Migrate MySQL on-premises to Azure Database for MySQL: Planning
APPLIES TO: 
Azure Database for MySQL - Single Server
Azure Database for MySQL - Flexible Server
Prerequisites
Land zone
An Azure Landing zone is the target environment defined as the final resting place of a cloud migration project. In most projects, the landing zone should be scripted via ARM templates for its initial setup. Finally, it should be customized with PowerShell or the Azure portal to fit the workloads needs.
The following resources were created to support the migration:
Azure Virtual Network with hub and spoke design with corresponding virtual network peerings establish.
Private endpoints for the App Services and MySQL instance
Note
As part of this guide, two ARM templates (one with private endpoints, one without) were provided in order to deploy a potential Azure landing zone for a MySQL migration project. The private endpoints ARM template provides a more secure and production like scenario. Additional manual Azure landing zone configuration might be necessary, depending on the requirements.
Networking
Getting data from the source system to Azure Database for MySQL in a fast and optimal way is a vital component to consider in a migration project. Small unreliable connections might require administrators to restart the migration several times until a successful result is achieved. Restarting migrations because of network issues can lead to wasted effort.
Take the time to understand and evaluate the network connectivity between the source, tool, and destination environments. In some cases, it might be appropriate to upgrade the internet connectivity or configure an ExpressRoute connection from the on-premises environment to Azure. Once on-premises to Azure connectivity has been created, the next step is to validate that the selected migration tool can connect from the source to the destination.
The migration tool location determines the network connectivity requirements. As shown in the table below, the selected migration tool must connect to both the on-premises machine and to Azure. Azure should be configured to only accept network traffic from the migration tool location.

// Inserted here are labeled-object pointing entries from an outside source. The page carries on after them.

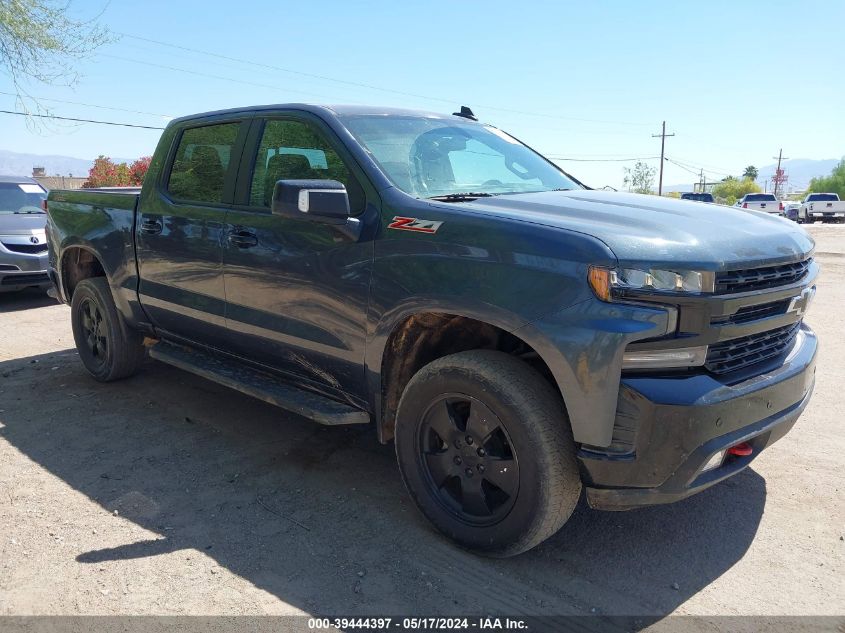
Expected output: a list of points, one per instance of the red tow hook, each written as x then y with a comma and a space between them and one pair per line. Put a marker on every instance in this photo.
742, 449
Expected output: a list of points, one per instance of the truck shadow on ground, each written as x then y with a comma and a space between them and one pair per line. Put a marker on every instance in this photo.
318, 516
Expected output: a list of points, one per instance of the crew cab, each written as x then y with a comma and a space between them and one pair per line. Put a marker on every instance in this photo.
825, 207
761, 202
517, 335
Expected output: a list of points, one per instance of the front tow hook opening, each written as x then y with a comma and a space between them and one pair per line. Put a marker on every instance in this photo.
743, 449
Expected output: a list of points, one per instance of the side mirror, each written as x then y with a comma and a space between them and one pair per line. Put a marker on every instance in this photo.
319, 200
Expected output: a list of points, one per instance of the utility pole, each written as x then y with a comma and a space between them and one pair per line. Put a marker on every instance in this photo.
662, 136
778, 177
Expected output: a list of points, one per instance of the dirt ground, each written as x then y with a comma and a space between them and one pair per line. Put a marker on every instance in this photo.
167, 494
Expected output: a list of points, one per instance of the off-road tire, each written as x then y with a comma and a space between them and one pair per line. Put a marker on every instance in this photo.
529, 414
118, 351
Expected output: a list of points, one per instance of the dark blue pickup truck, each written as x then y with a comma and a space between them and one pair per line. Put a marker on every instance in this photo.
518, 335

| Migration Tool | Type | Location | Inbound Network Requirements | Outbound Network Requirements |
|---|---|---|---|---|
| Database Migration Service (DMS) | Offline | Azure | Allow 3306 from external IP | A path to connect to the Azure MySQL database instance |
| Import/Export (MySQL Workbench, mysqldump) | Offline | On-premises | Allow 3306 from internal IP | A path to connect to the Azure MySQL database instance |
| Import/Export (MySQL Workbench, mysqldump) | Offline | Azure VM | Allow 3306 from external IP | A path to connect to the Azure MySQL database instance |
| mydumper/myloader | Offline | On-premises | Allow 3306 from internal IP | A path to connect to the Azure MySQL database instance |
| mydumper/myloader | Offline | Azure VM | Allow 3306 from external IP | A path to connect to the Azure MySQL database instance |
| binlog | Offline | On-premises | Allow 3306 from external IP or private IP via Private endpoints | A path for each replication server to the master |
Other networking considerations include:
DMS located in a VNET is assigned a dynamic public IP to the service. At creation time, you can place the service inside a virtual network that has connectivity via a ExpressRoute or over a site to site VPN.
When using an Azure Virtual Machine to run the migration tools, assign it a public IP address and then only allow it to connect to the on-premises MySQL instance.

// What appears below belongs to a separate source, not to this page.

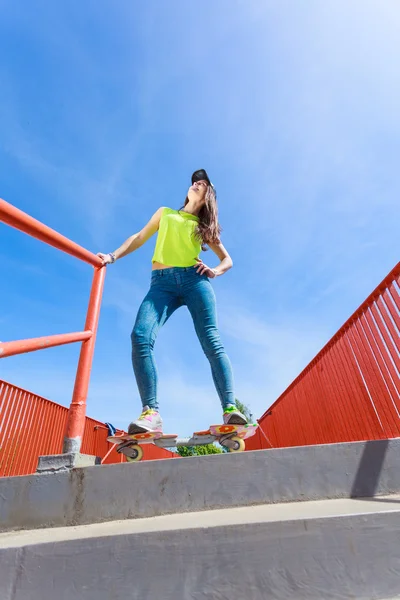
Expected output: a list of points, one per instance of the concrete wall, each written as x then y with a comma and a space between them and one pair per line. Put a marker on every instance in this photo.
102, 493
333, 558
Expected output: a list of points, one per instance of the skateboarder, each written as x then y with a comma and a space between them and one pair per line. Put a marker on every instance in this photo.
179, 277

Outbound firewalls must ensure outbound connectivity to Azure Database for MySQL. The MySQL gateway IP addresses are available on the Connectivity Architecture in Azure Database for MySQL page.
SSL/TLS connectivity
In addition to the application implications of migrating to SSL-based communication, the SSL/TLS connection types are also something that needs to be considered. After creating the Azure Database for MySQL database, review the SSL settings, and read the SSL/TLS connectivity in Azure Database for MySQL article to understand how the TLS settings can affect the security posture.
Important
Pay attention to the disclaimer on the page. Enforcement of TLS version is not be enabled by default. Once TLS is enabled, the only way to disable it is to re-enable SSL.
WWI scenario
WWI's cloud team has created the necessary Azure landing zone resources in a specific resource group for the Azure Database for MySQL. To create the landing zone, WWI decided to script the setup and deployment using ARM templates. By using ARM templates, they can quickly tear down and resetup the environment, if needed.
As part of the ARM template, all connections between virtual networks are configured with peering in a hub and spoke architecture. The database and application are placed into separate virtual networks. An Azure App Gateway is placed in front of the app service to allow the app service to be isolated from the Internet. The Azure App Service connects to the Azure Database for MySQL using a private endpoint.
WWI originally wanted to test an online migration, but the required network setup for DMS to connect to their on-premises environment made this infeasible. WWI chose to do an offline migration instead. The MySQL Workbench tool was used to export the on-premises data and then was used to import the data into the Azure Database for MySQL instance.
Plan checklist
Prepare the Azure landing zone. Consider using ARM template deployment in case the environment must be torn down and rebuilt quickly.
Verify the networking setup. Verification should include: connectivity, bandwidth, latency, and firewall configurations.
Determine if you're going to use the online or offline data migration strategy.
Decide on the SSL certificate strategy.